About Midland States Bancorp, Inc.
Midland States Bancorp, Inc. is a community-based financial holding company headquartered in Effingham, Illinois, and is the sole shareholder of Midland States Bank. As of June 30, 2022, the Company had total assets of approximately $7.44 billion, and its Wealth Management Group had assets under administration of approximately $3.60 billion. Midland provides a full range of commercial and consumer banking products and services and business equipment financing, merchant credit card services, trust and investment management, insurance and financial planning services. For additional information, visit https://www.midlandsb.com/ or https://www.linkedin.com/company/midland-states-bank.

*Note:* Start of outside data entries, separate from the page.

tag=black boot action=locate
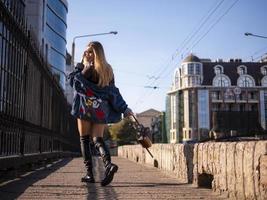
[80,135,95,183]
[93,137,118,186]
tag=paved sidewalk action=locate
[0,157,227,200]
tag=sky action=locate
[67,0,267,113]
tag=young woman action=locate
[69,42,133,186]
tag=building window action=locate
[261,65,267,76]
[261,76,267,87]
[188,63,194,74]
[212,74,231,87]
[237,75,255,87]
[214,65,223,75]
[237,65,247,75]
[188,130,192,139]
[195,64,201,75]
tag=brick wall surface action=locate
[118,141,267,199]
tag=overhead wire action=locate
[135,0,239,111]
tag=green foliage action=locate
[109,118,136,145]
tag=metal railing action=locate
[0,0,79,168]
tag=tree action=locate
[109,118,136,145]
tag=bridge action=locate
[0,0,267,200]
[0,157,225,200]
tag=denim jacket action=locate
[68,64,128,124]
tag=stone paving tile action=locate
[0,157,228,200]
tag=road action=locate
[0,157,227,200]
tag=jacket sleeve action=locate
[110,84,128,113]
[68,63,84,87]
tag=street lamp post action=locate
[244,33,267,39]
[71,31,118,66]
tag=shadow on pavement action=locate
[0,158,72,200]
[107,182,188,188]
[86,157,118,200]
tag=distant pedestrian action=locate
[69,42,133,186]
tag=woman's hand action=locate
[123,108,134,118]
[81,64,91,78]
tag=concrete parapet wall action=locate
[118,141,267,199]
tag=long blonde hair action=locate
[83,41,114,87]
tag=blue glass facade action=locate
[45,0,68,89]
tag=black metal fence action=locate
[0,0,79,168]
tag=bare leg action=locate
[77,119,95,183]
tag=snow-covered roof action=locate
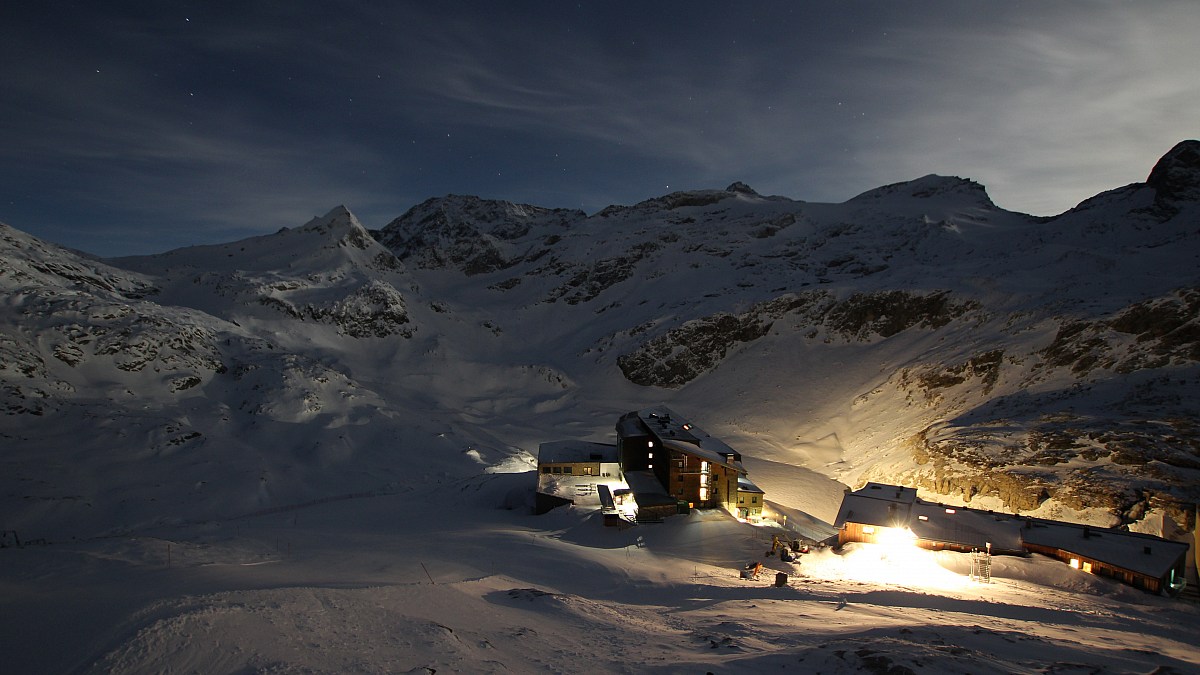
[538,441,617,464]
[833,483,917,527]
[1020,519,1188,578]
[625,471,676,506]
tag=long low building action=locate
[834,483,1188,592]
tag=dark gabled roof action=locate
[833,483,1188,579]
[1021,519,1188,579]
[833,483,917,527]
[617,406,745,473]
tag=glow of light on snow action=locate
[804,527,970,590]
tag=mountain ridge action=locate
[0,141,1200,533]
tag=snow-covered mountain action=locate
[0,141,1200,673]
[0,141,1200,538]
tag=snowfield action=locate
[0,473,1200,674]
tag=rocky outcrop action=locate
[302,280,415,338]
[1042,288,1200,375]
[378,195,586,271]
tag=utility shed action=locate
[833,483,917,546]
[1021,519,1188,593]
[535,441,620,513]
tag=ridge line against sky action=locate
[0,0,1200,256]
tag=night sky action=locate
[0,0,1200,256]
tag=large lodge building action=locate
[538,406,764,522]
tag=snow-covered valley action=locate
[0,141,1200,673]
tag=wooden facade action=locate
[834,483,1188,593]
[617,408,762,514]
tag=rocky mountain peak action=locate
[725,180,758,197]
[1146,141,1200,201]
[851,173,996,208]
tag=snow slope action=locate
[0,142,1200,673]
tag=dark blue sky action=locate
[0,0,1200,256]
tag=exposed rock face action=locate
[1043,288,1200,375]
[305,281,414,338]
[1146,141,1200,207]
[379,195,586,275]
[617,291,978,388]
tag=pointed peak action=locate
[1146,135,1200,201]
[300,204,365,232]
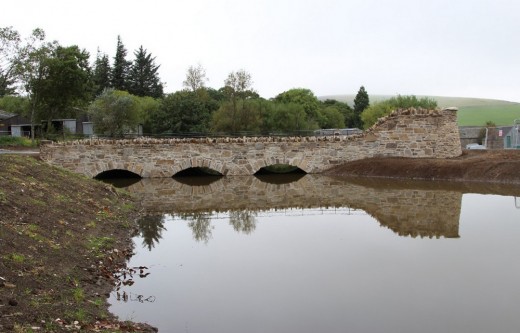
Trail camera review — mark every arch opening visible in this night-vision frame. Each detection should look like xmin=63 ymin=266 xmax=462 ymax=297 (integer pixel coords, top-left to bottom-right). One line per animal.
xmin=94 ymin=169 xmax=141 ymax=188
xmin=172 ymin=167 xmax=224 ymax=186
xmin=255 ymin=164 xmax=307 ymax=176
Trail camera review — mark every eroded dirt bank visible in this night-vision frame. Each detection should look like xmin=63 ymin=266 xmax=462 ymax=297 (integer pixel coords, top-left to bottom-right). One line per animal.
xmin=325 ymin=150 xmax=520 ymax=184
xmin=0 ymin=154 xmax=152 ymax=332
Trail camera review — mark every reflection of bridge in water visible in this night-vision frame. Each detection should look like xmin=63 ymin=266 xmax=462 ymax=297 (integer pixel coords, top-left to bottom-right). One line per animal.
xmin=128 ymin=175 xmax=462 ymax=238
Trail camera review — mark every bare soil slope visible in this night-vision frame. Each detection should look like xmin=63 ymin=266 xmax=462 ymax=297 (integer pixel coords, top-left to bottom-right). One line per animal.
xmin=326 ymin=150 xmax=520 ymax=184
xmin=0 ymin=154 xmax=154 ymax=332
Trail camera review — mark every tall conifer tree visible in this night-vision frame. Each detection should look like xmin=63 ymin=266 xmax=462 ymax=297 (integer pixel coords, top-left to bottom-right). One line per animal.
xmin=128 ymin=46 xmax=163 ymax=98
xmin=112 ymin=36 xmax=131 ymax=90
xmin=93 ymin=50 xmax=112 ymax=95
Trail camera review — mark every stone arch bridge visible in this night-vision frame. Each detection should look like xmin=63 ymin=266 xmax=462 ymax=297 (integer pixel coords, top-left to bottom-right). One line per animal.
xmin=40 ymin=108 xmax=462 ymax=178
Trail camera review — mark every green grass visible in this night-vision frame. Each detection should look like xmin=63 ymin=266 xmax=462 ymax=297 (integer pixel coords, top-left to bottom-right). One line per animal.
xmin=320 ymin=95 xmax=520 ymax=126
xmin=0 ymin=136 xmax=38 ymax=147
xmin=457 ymin=104 xmax=520 ymax=126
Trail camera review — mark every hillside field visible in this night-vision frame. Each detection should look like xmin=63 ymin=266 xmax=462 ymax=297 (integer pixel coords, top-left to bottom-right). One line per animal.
xmin=320 ymin=95 xmax=520 ymax=126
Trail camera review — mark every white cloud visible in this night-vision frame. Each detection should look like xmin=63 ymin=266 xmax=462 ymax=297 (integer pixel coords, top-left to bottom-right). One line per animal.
xmin=2 ymin=0 xmax=520 ymax=102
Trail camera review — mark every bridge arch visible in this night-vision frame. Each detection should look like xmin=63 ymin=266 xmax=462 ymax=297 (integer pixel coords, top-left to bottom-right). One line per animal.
xmin=40 ymin=108 xmax=462 ymax=178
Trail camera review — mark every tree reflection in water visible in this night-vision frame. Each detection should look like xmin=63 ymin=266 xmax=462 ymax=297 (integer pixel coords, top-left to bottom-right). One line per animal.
xmin=137 ymin=215 xmax=166 ymax=251
xmin=179 ymin=212 xmax=213 ymax=243
xmin=229 ymin=210 xmax=257 ymax=235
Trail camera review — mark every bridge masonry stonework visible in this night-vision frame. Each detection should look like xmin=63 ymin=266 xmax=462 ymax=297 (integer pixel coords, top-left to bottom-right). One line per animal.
xmin=40 ymin=108 xmax=462 ymax=178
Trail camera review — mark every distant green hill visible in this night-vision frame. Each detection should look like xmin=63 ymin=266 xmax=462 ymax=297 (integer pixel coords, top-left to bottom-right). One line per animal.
xmin=320 ymin=95 xmax=520 ymax=126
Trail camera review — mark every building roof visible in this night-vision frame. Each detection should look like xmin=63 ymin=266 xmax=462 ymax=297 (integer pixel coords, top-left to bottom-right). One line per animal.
xmin=0 ymin=110 xmax=16 ymax=120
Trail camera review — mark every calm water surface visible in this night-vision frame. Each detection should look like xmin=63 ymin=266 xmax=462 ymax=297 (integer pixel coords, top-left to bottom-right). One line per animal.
xmin=106 ymin=175 xmax=520 ymax=333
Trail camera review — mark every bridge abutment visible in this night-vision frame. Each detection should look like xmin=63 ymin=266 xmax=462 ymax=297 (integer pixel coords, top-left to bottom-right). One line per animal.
xmin=40 ymin=108 xmax=462 ymax=178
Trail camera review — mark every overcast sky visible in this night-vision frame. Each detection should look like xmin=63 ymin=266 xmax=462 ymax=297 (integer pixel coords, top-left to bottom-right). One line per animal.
xmin=4 ymin=0 xmax=520 ymax=102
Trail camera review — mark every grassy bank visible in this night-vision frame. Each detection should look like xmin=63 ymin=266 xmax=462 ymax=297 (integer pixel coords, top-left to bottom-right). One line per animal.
xmin=0 ymin=155 xmax=154 ymax=332
xmin=0 ymin=135 xmax=38 ymax=148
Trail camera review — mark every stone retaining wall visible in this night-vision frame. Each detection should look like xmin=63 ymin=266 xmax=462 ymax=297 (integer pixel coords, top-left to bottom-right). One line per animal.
xmin=40 ymin=108 xmax=462 ymax=178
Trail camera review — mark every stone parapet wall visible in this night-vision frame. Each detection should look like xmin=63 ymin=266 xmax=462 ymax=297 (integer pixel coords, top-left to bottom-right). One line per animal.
xmin=40 ymin=109 xmax=462 ymax=178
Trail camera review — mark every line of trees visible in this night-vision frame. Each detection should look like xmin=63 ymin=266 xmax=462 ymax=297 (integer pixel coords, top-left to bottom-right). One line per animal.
xmin=0 ymin=27 xmax=434 ymax=136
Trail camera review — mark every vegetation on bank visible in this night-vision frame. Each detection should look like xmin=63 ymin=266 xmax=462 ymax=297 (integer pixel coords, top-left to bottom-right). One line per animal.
xmin=0 ymin=155 xmax=152 ymax=332
xmin=0 ymin=135 xmax=38 ymax=148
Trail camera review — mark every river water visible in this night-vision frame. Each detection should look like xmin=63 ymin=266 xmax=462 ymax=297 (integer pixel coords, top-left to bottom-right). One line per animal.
xmin=109 ymin=175 xmax=520 ymax=333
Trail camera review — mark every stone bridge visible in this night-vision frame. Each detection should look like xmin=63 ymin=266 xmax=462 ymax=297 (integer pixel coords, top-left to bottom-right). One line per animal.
xmin=40 ymin=108 xmax=462 ymax=178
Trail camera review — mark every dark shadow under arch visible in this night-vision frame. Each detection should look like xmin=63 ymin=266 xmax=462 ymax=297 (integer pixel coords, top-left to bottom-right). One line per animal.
xmin=172 ymin=167 xmax=223 ymax=186
xmin=255 ymin=164 xmax=307 ymax=176
xmin=94 ymin=169 xmax=141 ymax=188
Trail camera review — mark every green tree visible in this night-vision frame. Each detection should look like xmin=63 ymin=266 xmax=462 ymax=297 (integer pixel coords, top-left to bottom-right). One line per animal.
xmin=92 ymin=50 xmax=112 ymax=96
xmin=322 ymin=99 xmax=359 ymax=128
xmin=320 ymin=106 xmax=345 ymax=128
xmin=111 ymin=36 xmax=132 ymax=90
xmin=136 ymin=96 xmax=162 ymax=133
xmin=0 ymin=95 xmax=30 ymax=116
xmin=274 ymin=88 xmax=320 ymax=121
xmin=88 ymin=89 xmax=141 ymax=137
xmin=0 ymin=27 xmax=22 ymax=97
xmin=127 ymin=46 xmax=163 ymax=98
xmin=223 ymin=69 xmax=258 ymax=132
xmin=361 ymin=95 xmax=437 ymax=129
xmin=16 ymin=28 xmax=58 ymax=141
xmin=352 ymin=86 xmax=370 ymax=128
xmin=182 ymin=64 xmax=208 ymax=91
xmin=33 ymin=45 xmax=93 ymax=126
xmin=151 ymin=90 xmax=219 ymax=134
xmin=266 ymin=103 xmax=312 ymax=133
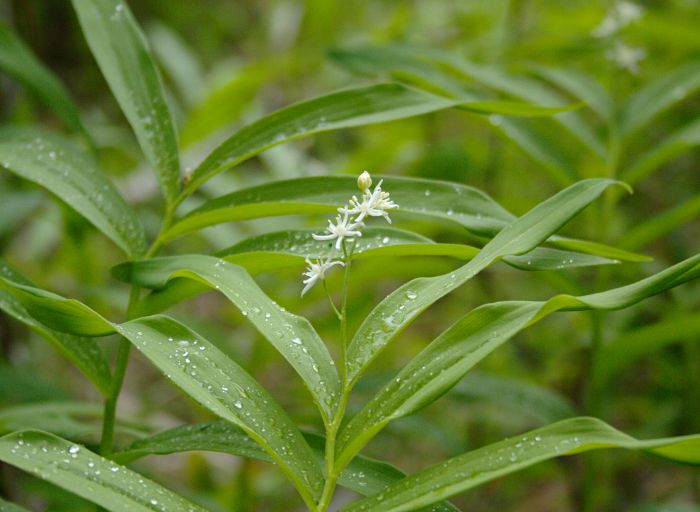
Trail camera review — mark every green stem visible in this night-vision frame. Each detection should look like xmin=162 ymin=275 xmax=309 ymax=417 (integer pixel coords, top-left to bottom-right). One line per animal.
xmin=100 ymin=202 xmax=174 ymax=457
xmin=316 ymin=242 xmax=355 ymax=512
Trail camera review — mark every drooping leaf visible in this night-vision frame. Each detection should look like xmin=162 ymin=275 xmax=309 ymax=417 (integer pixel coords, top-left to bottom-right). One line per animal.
xmin=346 ymin=179 xmax=615 ymax=383
xmin=72 ymin=0 xmax=180 ymax=204
xmin=113 ymin=255 xmax=340 ymax=419
xmin=0 ymin=498 xmax=29 ymax=512
xmin=341 ymin=418 xmax=700 ymax=512
xmin=534 ymin=66 xmax=614 ymax=121
xmin=0 ymin=24 xmax=87 ymax=134
xmin=183 ymin=83 xmax=568 ymax=196
xmin=0 ymin=430 xmax=205 ymax=512
xmin=0 ymin=276 xmax=114 ymax=336
xmin=162 ymin=176 xmax=649 ymax=261
xmin=0 ymin=129 xmax=146 ymax=257
xmin=114 ymin=421 xmax=457 ymax=512
xmin=621 ymin=119 xmax=700 ymax=185
xmin=620 ymin=195 xmax=700 ymax=251
xmin=620 ymin=62 xmax=700 ymax=136
xmin=117 ymin=316 xmax=323 ymax=505
xmin=331 ymin=45 xmax=605 ymax=156
xmin=448 ymin=371 xmax=576 ymax=424
xmin=0 ymin=258 xmax=112 ymax=395
xmin=338 ymin=255 xmax=700 ymax=468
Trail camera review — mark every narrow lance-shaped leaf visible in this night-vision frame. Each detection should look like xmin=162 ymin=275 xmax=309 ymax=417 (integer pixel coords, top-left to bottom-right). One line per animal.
xmin=114 ymin=421 xmax=457 ymax=512
xmin=114 ymin=255 xmax=340 ymax=420
xmin=183 ymin=83 xmax=569 ymax=197
xmin=0 ymin=129 xmax=146 ymax=257
xmin=620 ymin=62 xmax=700 ymax=136
xmin=0 ymin=278 xmax=322 ymax=504
xmin=163 ymin=176 xmax=649 ymax=261
xmin=341 ymin=418 xmax=700 ymax=512
xmin=338 ymin=255 xmax=700 ymax=470
xmin=217 ymin=226 xmax=617 ymax=273
xmin=0 ymin=24 xmax=87 ymax=135
xmin=117 ymin=316 xmax=323 ymax=505
xmin=0 ymin=430 xmax=206 ymax=512
xmin=0 ymin=498 xmax=29 ymax=512
xmin=0 ymin=258 xmax=112 ymax=395
xmin=346 ymin=179 xmax=615 ymax=384
xmin=331 ymin=45 xmax=605 ymax=156
xmin=72 ymin=0 xmax=180 ymax=204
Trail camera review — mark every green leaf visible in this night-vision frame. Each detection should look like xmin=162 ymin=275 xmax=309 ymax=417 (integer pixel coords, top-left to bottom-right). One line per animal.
xmin=0 ymin=498 xmax=29 ymax=512
xmin=117 ymin=316 xmax=323 ymax=505
xmin=620 ymin=62 xmax=700 ymax=136
xmin=113 ymin=255 xmax=340 ymax=420
xmin=114 ymin=421 xmax=457 ymax=512
xmin=0 ymin=258 xmax=112 ymax=396
xmin=338 ymin=255 xmax=700 ymax=470
xmin=162 ymin=176 xmax=649 ymax=261
xmin=593 ymin=313 xmax=700 ymax=386
xmin=0 ymin=276 xmax=114 ymax=336
xmin=217 ymin=226 xmax=618 ymax=274
xmin=0 ymin=24 xmax=87 ymax=135
xmin=621 ymin=119 xmax=700 ymax=185
xmin=448 ymin=371 xmax=576 ymax=424
xmin=0 ymin=430 xmax=205 ymax=512
xmin=72 ymin=0 xmax=180 ymax=205
xmin=331 ymin=45 xmax=605 ymax=156
xmin=620 ymin=195 xmax=700 ymax=250
xmin=183 ymin=83 xmax=540 ymax=196
xmin=533 ymin=66 xmax=614 ymax=121
xmin=346 ymin=179 xmax=616 ymax=384
xmin=0 ymin=129 xmax=146 ymax=257
xmin=341 ymin=418 xmax=700 ymax=512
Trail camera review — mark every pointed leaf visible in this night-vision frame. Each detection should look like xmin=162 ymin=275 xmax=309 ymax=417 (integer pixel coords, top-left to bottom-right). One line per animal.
xmin=183 ymin=83 xmax=548 ymax=196
xmin=620 ymin=62 xmax=700 ymax=136
xmin=114 ymin=421 xmax=457 ymax=512
xmin=338 ymin=255 xmax=700 ymax=464
xmin=117 ymin=316 xmax=323 ymax=504
xmin=0 ymin=258 xmax=112 ymax=395
xmin=341 ymin=418 xmax=700 ymax=512
xmin=346 ymin=179 xmax=616 ymax=384
xmin=113 ymin=255 xmax=340 ymax=419
xmin=0 ymin=129 xmax=146 ymax=257
xmin=72 ymin=0 xmax=180 ymax=204
xmin=0 ymin=430 xmax=205 ymax=512
xmin=0 ymin=24 xmax=87 ymax=135
xmin=163 ymin=176 xmax=649 ymax=261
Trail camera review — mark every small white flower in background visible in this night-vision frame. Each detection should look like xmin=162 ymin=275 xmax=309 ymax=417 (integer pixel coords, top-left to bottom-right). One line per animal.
xmin=607 ymin=41 xmax=647 ymax=75
xmin=311 ymin=212 xmax=364 ymax=250
xmin=338 ymin=179 xmax=399 ymax=224
xmin=593 ymin=1 xmax=644 ymax=38
xmin=301 ymin=258 xmax=345 ymax=297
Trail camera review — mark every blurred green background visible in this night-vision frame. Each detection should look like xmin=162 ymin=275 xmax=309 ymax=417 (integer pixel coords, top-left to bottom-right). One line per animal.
xmin=0 ymin=0 xmax=700 ymax=512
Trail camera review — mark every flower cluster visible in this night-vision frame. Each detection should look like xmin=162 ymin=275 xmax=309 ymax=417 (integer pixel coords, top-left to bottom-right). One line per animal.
xmin=593 ymin=0 xmax=646 ymax=74
xmin=301 ymin=171 xmax=399 ymax=296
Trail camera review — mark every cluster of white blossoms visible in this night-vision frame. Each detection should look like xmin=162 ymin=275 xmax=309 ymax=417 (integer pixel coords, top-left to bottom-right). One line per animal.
xmin=301 ymin=171 xmax=399 ymax=296
xmin=593 ymin=0 xmax=646 ymax=75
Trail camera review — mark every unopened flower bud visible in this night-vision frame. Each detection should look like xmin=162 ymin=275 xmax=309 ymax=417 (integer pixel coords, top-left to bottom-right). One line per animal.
xmin=357 ymin=171 xmax=372 ymax=192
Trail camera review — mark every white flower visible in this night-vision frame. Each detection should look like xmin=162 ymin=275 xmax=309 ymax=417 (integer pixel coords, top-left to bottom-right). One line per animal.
xmin=607 ymin=41 xmax=647 ymax=75
xmin=593 ymin=1 xmax=644 ymax=38
xmin=357 ymin=171 xmax=372 ymax=192
xmin=301 ymin=258 xmax=345 ymax=297
xmin=338 ymin=180 xmax=399 ymax=224
xmin=311 ymin=211 xmax=363 ymax=250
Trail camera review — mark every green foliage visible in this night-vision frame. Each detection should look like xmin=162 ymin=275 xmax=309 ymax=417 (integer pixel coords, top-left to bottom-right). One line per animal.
xmin=0 ymin=0 xmax=700 ymax=512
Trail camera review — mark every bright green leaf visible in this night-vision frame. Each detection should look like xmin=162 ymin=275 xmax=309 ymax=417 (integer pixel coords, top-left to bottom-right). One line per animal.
xmin=72 ymin=0 xmax=180 ymax=204
xmin=0 ymin=430 xmax=205 ymax=512
xmin=0 ymin=129 xmax=146 ymax=257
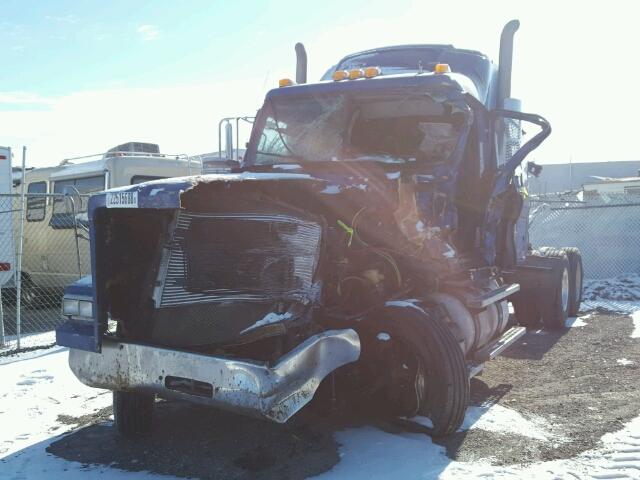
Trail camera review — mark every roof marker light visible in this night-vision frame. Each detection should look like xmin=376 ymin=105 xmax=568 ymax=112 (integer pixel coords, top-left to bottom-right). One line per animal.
xmin=278 ymin=78 xmax=295 ymax=88
xmin=349 ymin=68 xmax=364 ymax=80
xmin=331 ymin=70 xmax=349 ymax=82
xmin=364 ymin=67 xmax=382 ymax=78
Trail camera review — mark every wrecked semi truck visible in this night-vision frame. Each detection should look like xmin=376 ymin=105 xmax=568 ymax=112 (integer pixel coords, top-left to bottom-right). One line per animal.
xmin=57 ymin=21 xmax=582 ymax=435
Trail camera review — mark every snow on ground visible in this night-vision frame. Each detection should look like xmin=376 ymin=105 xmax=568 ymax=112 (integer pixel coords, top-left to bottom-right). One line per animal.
xmin=564 ymin=313 xmax=592 ymax=328
xmin=0 ymin=275 xmax=640 ymax=480
xmin=0 ymin=347 xmax=640 ymax=480
xmin=0 ymin=330 xmax=56 ymax=352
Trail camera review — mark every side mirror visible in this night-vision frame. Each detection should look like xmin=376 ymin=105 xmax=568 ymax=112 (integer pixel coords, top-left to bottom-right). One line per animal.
xmin=224 ymin=122 xmax=233 ymax=160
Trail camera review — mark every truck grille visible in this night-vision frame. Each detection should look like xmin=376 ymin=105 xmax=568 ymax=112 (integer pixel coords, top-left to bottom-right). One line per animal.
xmin=155 ymin=212 xmax=322 ymax=308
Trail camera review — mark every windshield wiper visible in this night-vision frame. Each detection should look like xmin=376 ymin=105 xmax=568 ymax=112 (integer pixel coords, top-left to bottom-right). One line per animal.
xmin=256 ymin=150 xmax=304 ymax=162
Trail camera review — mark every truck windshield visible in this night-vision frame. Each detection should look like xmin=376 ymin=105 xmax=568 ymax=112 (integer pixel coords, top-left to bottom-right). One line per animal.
xmin=247 ymin=94 xmax=463 ymax=165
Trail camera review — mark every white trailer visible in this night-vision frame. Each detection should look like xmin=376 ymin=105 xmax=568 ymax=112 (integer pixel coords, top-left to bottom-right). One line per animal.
xmin=0 ymin=147 xmax=16 ymax=288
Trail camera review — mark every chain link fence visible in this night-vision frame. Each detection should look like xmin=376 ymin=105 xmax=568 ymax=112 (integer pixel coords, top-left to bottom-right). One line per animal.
xmin=0 ymin=188 xmax=640 ymax=355
xmin=529 ymin=193 xmax=640 ymax=279
xmin=0 ymin=193 xmax=91 ymax=355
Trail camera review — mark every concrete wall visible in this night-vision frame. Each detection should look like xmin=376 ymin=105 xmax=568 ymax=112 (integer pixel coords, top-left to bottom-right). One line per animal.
xmin=529 ymin=160 xmax=640 ymax=194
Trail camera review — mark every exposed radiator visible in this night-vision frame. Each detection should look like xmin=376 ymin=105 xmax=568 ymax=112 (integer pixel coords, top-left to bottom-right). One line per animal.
xmin=154 ymin=212 xmax=322 ymax=308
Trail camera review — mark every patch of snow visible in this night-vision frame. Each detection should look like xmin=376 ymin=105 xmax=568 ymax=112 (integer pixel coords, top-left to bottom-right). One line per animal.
xmin=631 ymin=308 xmax=640 ymax=338
xmin=240 ymin=312 xmax=292 ymax=334
xmin=564 ymin=313 xmax=592 ymax=328
xmin=0 ymin=346 xmax=640 ymax=480
xmin=0 ymin=331 xmax=56 ymax=365
xmin=320 ymin=185 xmax=340 ymax=195
xmin=0 ymin=347 xmax=111 ymax=460
xmin=273 ymin=163 xmax=302 ymax=170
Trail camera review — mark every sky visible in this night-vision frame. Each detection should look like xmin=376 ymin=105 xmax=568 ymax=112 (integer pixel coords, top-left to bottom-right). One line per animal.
xmin=0 ymin=0 xmax=640 ymax=166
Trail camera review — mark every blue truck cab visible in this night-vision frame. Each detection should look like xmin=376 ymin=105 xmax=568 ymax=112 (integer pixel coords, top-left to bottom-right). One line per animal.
xmin=57 ymin=21 xmax=582 ymax=435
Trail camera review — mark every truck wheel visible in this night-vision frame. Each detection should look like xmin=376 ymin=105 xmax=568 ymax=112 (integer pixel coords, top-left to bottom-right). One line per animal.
xmin=113 ymin=391 xmax=155 ymax=438
xmin=538 ymin=247 xmax=571 ymax=330
xmin=511 ymin=298 xmax=540 ymax=328
xmin=362 ymin=304 xmax=469 ymax=437
xmin=560 ymin=247 xmax=584 ymax=317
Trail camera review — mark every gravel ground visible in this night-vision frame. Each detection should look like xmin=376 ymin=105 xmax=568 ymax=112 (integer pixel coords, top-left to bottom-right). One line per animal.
xmin=47 ymin=313 xmax=640 ymax=479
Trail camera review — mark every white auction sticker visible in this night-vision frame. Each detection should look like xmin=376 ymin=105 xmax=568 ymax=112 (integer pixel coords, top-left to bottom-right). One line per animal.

This release contains “forward-looking statements” within the meaning of the Private Securities Litigation Reform Act of 1995 that reflect management’s current views of future events and operations. These forward-looking statements are based on the information currently available to the Company as of the date of this release. Forward-looking statements generally can be identified by the use of forward-looking terminology such as “will,” “propose,” “may,” “plan,” “seek,” “expect,” “intend,” “estimate,” “anticipate,” “believe,” “continue” or similar terminology. It is important to note that these forward-looking statements are not guarantees of future performance and involve risk and uncertainties, including, but not limited to, the effects of the COVID-19 pandemic, including its potential effects on the economic environment, our customers and our operations, as well as any changes to federal, state or local government laws, regulations or orders in connection with the pandemic, the ability of the Company to implement its strategy and expand its lending operations, changes in interest rates and other general economic, business and political conditions, including changes in the financial markets, as well as other risks described in the Company’s filings with the SEC. The Company does not undertake any obligation to update or revise any forward-looking statements to reflect changes in assumptions, the occurrence of unanticipated events, or otherwise.